The survey revealed that 76 percent of people believe it is more moral for a driverless car to receive utilitarian programming. In other words, most people think it’s better if a car’s computer sacrificed the vehicle’s passengers in order to save as many lives as possible. But the survey also revealed that 81 percent of respondents would not purchase a driverless car with such programming. Instead, they would prefer a car programmed to protect them and their passengers at all costs.
This brings us back to Dr. Tyson’s suggestion that we follow “the weight of the evidence.” How should Rationalia’s transportation authority deal with the problem of highway fatalities? Should it mandate utilitarian programming in driverless cars in order to achieve the goal of reducing highway fatalities? Or should it allow drivers to choose which programming they want in order to achieve the goal of respecting civil liberties, even if it causes an increase in traffic fatalities?
The “evidence,” or facts and statistical relations, can support both policies, so an appeal to facts alone doesn’t tell us what we ought to do. The “Rationalia” approach won’t resolve dilemmas like this, because ethical disputes tend to be about the values people hold and not just thefacts they observe. This means Rationalia’s anemic constitution cannot resolve societal disputes any more than your GPS unit can resolve a fight your family has over a summer vacation.

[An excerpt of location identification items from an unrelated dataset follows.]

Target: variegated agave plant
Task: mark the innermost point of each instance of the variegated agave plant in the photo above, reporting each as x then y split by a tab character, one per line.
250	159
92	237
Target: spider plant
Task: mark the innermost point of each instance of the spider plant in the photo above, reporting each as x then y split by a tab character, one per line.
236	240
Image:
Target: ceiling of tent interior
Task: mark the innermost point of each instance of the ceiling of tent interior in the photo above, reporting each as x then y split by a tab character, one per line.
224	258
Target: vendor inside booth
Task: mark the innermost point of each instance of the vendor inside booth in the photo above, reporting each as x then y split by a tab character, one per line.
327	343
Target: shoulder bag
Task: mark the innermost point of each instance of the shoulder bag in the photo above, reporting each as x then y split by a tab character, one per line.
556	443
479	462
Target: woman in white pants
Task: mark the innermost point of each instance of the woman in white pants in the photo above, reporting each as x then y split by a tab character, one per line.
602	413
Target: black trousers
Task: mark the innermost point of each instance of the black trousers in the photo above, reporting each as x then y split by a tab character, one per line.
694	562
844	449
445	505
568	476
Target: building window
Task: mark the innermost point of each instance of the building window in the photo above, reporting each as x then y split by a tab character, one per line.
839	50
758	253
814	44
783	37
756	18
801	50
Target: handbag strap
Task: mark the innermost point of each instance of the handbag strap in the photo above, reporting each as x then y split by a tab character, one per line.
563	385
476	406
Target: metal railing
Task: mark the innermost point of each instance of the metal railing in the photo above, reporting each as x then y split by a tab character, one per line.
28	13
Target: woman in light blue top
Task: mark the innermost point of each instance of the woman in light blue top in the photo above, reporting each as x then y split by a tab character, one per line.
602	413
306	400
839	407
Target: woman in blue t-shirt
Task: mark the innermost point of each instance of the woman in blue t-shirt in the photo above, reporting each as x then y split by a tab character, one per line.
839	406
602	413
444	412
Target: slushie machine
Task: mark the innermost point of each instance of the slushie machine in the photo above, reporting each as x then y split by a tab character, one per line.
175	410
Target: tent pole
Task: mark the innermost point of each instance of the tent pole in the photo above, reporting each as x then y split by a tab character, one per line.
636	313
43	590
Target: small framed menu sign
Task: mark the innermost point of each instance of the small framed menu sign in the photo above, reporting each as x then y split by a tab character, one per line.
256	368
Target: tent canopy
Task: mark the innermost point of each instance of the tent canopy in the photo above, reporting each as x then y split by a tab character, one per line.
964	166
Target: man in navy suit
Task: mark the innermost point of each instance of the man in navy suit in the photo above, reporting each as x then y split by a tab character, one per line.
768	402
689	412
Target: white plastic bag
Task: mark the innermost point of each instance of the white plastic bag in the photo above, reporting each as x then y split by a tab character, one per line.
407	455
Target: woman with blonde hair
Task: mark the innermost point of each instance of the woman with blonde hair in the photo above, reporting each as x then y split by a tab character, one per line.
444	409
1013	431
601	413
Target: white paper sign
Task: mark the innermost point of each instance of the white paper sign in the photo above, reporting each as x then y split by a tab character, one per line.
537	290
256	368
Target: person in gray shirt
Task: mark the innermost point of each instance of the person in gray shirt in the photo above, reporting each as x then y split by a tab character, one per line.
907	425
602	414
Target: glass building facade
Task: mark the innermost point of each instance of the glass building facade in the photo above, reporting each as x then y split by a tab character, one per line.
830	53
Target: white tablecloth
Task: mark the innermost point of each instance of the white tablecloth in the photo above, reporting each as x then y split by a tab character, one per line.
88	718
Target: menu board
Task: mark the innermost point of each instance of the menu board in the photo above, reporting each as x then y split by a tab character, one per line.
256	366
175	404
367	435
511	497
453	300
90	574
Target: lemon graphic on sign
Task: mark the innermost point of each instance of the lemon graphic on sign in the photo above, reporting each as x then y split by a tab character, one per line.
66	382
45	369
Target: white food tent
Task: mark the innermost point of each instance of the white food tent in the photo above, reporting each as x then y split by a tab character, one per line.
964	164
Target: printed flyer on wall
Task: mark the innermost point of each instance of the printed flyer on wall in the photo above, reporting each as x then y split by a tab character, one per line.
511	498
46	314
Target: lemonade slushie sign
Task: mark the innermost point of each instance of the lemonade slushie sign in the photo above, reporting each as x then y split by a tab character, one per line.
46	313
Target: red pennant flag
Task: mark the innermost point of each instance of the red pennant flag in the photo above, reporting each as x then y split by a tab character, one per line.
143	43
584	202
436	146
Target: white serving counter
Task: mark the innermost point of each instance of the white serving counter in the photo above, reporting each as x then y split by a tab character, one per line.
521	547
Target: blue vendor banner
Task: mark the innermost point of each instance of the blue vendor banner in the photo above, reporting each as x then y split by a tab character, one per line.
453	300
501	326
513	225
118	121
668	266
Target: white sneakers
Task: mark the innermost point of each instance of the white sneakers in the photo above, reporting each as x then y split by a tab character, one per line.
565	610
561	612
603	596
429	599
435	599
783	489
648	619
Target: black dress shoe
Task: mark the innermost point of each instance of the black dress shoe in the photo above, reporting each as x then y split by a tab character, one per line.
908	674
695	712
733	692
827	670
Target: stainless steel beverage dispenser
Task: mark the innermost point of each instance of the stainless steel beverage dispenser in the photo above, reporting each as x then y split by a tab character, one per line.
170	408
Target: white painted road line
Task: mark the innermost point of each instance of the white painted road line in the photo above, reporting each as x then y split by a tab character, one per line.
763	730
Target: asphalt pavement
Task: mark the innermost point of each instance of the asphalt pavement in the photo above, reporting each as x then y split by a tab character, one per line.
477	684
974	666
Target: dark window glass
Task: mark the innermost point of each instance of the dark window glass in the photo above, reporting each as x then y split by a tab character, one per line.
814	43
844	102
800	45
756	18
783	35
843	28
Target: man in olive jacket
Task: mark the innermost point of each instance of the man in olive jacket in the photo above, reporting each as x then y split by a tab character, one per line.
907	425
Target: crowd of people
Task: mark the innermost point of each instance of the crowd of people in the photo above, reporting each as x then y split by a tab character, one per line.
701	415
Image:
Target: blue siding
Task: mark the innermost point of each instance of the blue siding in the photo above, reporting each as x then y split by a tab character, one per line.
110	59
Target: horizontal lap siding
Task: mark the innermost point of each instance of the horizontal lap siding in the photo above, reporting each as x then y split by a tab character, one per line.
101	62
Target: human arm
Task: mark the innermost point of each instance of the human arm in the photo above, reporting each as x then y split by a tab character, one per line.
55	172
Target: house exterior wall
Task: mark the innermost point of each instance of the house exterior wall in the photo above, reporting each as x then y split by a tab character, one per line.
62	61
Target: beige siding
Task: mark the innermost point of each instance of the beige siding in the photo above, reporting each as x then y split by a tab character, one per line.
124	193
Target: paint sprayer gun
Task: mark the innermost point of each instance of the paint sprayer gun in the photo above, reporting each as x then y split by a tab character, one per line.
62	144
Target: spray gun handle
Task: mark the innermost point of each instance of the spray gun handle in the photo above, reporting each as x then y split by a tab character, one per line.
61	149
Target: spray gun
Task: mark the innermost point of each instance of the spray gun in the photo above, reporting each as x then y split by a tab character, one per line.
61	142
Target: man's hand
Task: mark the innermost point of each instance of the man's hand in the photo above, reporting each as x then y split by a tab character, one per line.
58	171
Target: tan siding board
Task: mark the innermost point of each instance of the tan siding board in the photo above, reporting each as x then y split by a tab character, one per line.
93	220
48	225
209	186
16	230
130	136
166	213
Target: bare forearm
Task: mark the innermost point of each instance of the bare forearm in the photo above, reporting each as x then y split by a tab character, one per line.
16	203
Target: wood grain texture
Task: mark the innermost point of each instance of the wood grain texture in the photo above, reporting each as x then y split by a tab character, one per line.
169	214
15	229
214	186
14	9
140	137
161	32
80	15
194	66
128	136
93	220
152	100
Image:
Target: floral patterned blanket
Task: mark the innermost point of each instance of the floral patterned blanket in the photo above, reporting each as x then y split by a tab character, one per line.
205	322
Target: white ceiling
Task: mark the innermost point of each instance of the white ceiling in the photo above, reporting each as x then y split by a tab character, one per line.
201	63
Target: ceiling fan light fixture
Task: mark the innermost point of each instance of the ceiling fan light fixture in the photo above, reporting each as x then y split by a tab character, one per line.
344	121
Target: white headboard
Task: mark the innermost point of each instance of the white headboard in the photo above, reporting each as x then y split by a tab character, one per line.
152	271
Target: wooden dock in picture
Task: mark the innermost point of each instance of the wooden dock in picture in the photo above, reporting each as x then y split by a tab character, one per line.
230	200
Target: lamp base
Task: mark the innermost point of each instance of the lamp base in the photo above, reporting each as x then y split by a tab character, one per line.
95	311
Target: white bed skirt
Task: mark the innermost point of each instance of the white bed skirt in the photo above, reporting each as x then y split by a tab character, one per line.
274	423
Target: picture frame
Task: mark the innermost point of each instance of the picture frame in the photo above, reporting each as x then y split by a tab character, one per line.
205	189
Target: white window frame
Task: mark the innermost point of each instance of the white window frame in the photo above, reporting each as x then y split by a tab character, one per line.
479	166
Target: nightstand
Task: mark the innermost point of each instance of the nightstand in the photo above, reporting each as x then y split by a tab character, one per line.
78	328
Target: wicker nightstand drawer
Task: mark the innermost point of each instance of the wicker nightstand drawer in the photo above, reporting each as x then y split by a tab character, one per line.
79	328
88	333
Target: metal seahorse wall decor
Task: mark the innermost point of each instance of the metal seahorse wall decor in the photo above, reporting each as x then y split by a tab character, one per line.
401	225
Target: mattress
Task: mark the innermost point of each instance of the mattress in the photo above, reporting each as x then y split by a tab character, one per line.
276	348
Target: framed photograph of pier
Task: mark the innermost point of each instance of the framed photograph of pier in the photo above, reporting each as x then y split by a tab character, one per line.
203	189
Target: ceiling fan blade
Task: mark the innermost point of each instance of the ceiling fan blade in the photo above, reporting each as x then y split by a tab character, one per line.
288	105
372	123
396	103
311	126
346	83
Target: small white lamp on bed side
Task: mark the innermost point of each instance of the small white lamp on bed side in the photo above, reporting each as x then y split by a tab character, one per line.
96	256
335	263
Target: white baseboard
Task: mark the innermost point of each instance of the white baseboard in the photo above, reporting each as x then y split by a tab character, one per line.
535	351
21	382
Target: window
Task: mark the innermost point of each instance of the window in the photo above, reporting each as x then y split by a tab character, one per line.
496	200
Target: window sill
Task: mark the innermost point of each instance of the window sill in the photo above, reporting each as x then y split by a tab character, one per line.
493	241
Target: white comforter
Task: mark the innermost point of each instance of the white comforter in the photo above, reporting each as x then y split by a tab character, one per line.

In both cases science can give us facts that describe what is, but only philosophical reflection can tell us what we ought to do.
The Myth of Objectivity
In a video, Dr. Tyson explained in more detail why something like Rationalia is necessary. He said, “It is unstable to build a government on a belief system.” [Audience applauds] “What you want is objectively verifiable truths, that we can all agree—that’s what you build your economic system on, your government system.”
What does he mean by “belief system”? In the video Dr. Tyson is clearly referring to religion. He says those kinds of belief systems are unstable, because religious people disagree with one another. Instead, we should build public policy on “objectively verifiable truths,” which are apparently secular in nature. I agree that public policy should not simply mirror what is found in divine revelation (something natural law theorists like St. Thomas Aquinas have known for millennia). But the materialistic, utilitarian thinking that motivates scientists like Dr. Tyson is not exempt from this critique.
Many people, religious and nonreligious, disagree with that belief system. Furthermore, the truth of this value system can’t be “objectively verified” with a scientific instrument. In other words, you can’t build a political philosophy, even one as simple as Rationalia’s, out of something like the periodic table of elements. You need objectively true values or moral facts that can be known only through nonscientific means like intuition or ethical reflection. Since God is pure goodness itself and can be known through reason, we can build equitable societies on moral principles derived from the natural law that compliment the special moral principles we receive from the same source in divine revelation.
There’s nothing wrong with someone like Neil deGrasse Tyson encouraging us to be rational when we debate important social issues. What is objectionable is the claim that because some scientists are successful at solving practical problems we should adopt their personal value systems. We should instead critically examine these value systems and apply nonscientific (but equally valid) philosophical tests to see if they support just societies and affirm the intrinsic dignity of the human person.